Join date ranges with data from 2 tables

  • Hello:
    I have 2 tables with data as below:

    create table #product(product_id int, product_name varchar(50), regular_price money, start_dt datetime)
    create table #product_promotions(product_id int, promo_price money, start_dt datetime, end_dt datetime)

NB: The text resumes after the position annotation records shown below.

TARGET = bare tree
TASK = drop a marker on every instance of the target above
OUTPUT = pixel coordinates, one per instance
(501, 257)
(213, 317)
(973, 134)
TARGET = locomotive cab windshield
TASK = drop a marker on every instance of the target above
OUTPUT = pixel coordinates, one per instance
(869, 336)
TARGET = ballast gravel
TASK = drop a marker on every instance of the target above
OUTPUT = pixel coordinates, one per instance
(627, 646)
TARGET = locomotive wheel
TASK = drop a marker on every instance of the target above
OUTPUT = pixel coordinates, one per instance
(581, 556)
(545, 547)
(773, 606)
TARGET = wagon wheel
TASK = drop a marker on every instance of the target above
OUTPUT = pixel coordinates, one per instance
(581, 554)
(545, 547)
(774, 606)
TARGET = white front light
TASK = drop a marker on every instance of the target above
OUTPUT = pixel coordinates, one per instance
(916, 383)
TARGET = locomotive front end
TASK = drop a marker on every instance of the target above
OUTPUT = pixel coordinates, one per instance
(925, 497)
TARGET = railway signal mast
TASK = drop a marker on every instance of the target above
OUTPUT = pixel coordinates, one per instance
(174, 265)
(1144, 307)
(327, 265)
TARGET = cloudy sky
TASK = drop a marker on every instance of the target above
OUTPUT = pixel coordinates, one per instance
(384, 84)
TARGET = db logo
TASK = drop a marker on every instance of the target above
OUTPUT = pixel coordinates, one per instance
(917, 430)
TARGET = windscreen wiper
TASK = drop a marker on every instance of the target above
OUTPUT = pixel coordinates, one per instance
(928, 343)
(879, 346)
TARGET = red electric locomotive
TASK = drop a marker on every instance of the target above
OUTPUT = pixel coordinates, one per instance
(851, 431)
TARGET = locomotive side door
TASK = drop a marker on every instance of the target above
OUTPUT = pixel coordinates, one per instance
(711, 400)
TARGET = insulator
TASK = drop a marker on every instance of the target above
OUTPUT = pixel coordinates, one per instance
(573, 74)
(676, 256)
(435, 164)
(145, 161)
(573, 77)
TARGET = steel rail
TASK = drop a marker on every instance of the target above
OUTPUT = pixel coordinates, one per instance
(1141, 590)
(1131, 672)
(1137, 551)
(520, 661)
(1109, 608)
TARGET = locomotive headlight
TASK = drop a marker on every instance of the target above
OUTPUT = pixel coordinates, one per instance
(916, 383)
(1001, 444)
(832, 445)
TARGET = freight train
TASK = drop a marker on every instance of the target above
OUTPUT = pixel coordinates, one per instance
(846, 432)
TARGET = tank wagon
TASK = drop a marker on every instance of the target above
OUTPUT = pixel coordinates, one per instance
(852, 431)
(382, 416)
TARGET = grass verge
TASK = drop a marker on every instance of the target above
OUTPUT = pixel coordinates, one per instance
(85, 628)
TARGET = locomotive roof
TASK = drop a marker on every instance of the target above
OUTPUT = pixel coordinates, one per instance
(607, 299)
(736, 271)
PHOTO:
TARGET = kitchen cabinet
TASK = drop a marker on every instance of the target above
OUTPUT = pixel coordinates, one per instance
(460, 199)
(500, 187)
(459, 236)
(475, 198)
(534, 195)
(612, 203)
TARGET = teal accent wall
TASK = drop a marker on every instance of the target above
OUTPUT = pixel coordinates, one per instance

    insert into #product (product_id, product_name, regular_price, start_dt)
    VALUES ( 1, 'Calculator', $50, '1/1/2010'),
        ( 2, 'Cabinet', $100, '1/1/2011' ),
        ( 3, 'Chair', $200, '1/1/2012');

    insert into #product_promotions(product_id, promo_price, start_dt, end_dt)
    values
    (1, $40, '5/1/2010', '5/31/2010'),
    (1, $30, '10/1/2011', '10/31/2011'),
    (1, $20, '1/1/2018', '1/31/2018')

    insert into #product_promotions(product_id, promo_price, start_dt, end_dt)
    values
    (2, $90, '5/1/2010', '5/31/2010'),
    (2, $80, '10/1/2011', '10/31/2011'),
    (2, $70, '1/1/2018', '1/31/2018')

    select * from #product
    select * from #product_promotions

    As you see there are products with regular price and every now and then there are promo prices for the products. Now, I need to get one table with all the prices for the product with the date ranges as shown in the result below.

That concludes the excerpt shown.